Ce pacte est une folie économique

Publié le par JoSeseSeko

Ce pacte est une folie économique

François Hollande joue gros avec son pacte de responsabilité, et ce positionnement "mainstream" est bien risqué, voire suicidaire.

Le pacte de responsabilité, qu'a formulé le président François Hollande dans son coming-out social-libéral du 14 janvier 2014, commence à se préciser, avec notamment la suppression des cotisations familiales payées par les entreprises.

L'objectif est que les boites puissent se refaire des marges supplémentaires (toujours l'idée d'un coût du travail trop fort, les patrons n'ayant que ça à la bouche), afin d'investir, et par conséquent créer de l'emploi, joignant d'une part à la loi de Say, économiste français du début du XIXe siècle ("l'offre crée sa propre demande"), et d'autre part le théorème de Schmidt, ancien chancelier social-démocrate dans les années 70 ("les profits d'aujourd'hui sont les investissements de demain, les emplois d'après-demain").
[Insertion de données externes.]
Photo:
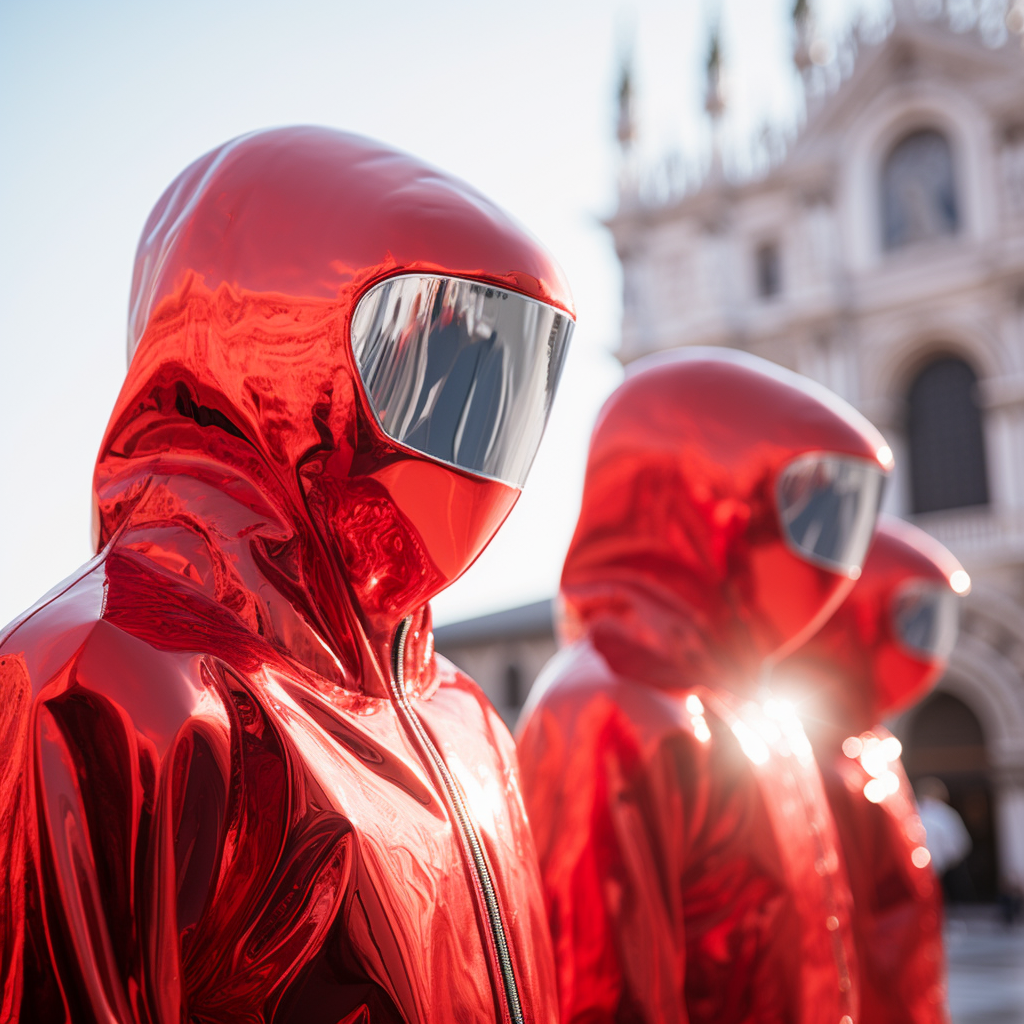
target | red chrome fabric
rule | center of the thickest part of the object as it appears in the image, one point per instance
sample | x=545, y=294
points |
x=214, y=808
x=847, y=677
x=687, y=852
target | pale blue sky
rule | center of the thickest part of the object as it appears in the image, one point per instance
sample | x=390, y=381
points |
x=101, y=103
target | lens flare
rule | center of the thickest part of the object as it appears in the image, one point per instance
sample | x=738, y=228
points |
x=961, y=582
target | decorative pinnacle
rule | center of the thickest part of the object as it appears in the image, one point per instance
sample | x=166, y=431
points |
x=626, y=126
x=715, y=93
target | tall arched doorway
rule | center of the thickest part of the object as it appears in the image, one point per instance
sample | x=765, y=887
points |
x=944, y=738
x=946, y=437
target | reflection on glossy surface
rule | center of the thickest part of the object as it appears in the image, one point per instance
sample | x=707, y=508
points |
x=461, y=371
x=853, y=673
x=687, y=851
x=215, y=809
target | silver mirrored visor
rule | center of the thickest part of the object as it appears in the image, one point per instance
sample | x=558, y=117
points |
x=461, y=371
x=827, y=505
x=926, y=619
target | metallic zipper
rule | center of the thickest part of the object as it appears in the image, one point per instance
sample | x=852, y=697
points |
x=465, y=823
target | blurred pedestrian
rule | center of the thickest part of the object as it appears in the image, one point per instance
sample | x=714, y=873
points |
x=947, y=839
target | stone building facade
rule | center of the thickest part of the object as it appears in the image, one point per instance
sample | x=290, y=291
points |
x=882, y=254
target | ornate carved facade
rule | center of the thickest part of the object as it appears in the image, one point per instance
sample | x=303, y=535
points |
x=884, y=256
Le poids décisif de la consommation

Donc, pour être tout à fait clair, ce pacte doit faire augmenter la part des profits dans le Produit intérieur brut (PIB), qu’on utilise pour mesurer la richesse d’un pays, en espérant, notamment du côté du patronat, du gouvernement et des économistes orthodoxes, que les effets positifs sur l’investissement et les profits mêmes soient supérieurs aux effets négatifs sur les salaires, la consommation et la balance commerciale. Or, pour cela, il faut que l’économie française, dans une grille de lecture post-keynésienne, plus précisément, kaleckienne (en référence à l’économiste polonais du XXe siècle Michal Kalecki, qui cherchait à faire une synthèse des pensées de Karl Marx et de John Maynard Keynes), soit profit-led (le poids des profits booste la croissance du PIB). Dans le cas contraire (wage-led), c’est le poids des salaires, donc de la consommation -les kaléckiens considérant les salaires comme intégralement consommés, pas épargnés-, dope la croissance. Selon des études récentes, et intéressantes d’économistes post-keynésiens (Hein/Vogel en 2009, Onaran/Galanis en 2012), on remarque, pour le premier binôme cité, que si on augmente d’un point de pourcentage la part des profits dans le PIB, ce même PIB se réduit de 0,2 % ou que la demande se contracte pour la même hypothèse, selon les 2 autres économistes cités. En outre, comme l’indique le graphique ci-dessus, provenant de données de l’Institut national de la statistique et des études économiques (INSEE), la contribution de la consommation à l’évolution du PIB est historiquement supérieure à celle de l’investissement, mais en déclin tout de même, données de l'INSEE confirmant les études économiques évoquées tantôt. Puis, pour en rajouter une couche, avec des collègues de ma promo à la fac (Paris 1 Panthéon-Sorbonne), nous avons travaillé il y a quelques jours sur cette thématique et nous avons noté que le taux de marge, même s’il augmenterait, n’irait pas de facto vers l’investissement car la fiscalité, les intérêts et surtout les dividendes sont des voies de détournement qui font que l’investissement en France ne peut pas augmenter de manière significative, pour jouer positivement sur la croissance.

Donc la France est bien une économie wage-led et qu’à vouloir contracter les rémunérations des travailleurs (prolétaires) au profit des capitalistes (bourgeois), c’est un suicide économique programmé! Donc, le pacte de responsabilité, ainsi que le CICE (Crédit d'impôt pour la compétitivité et l'emploi) ne sont guère pertinents, dans ce cadre de lecture alternative.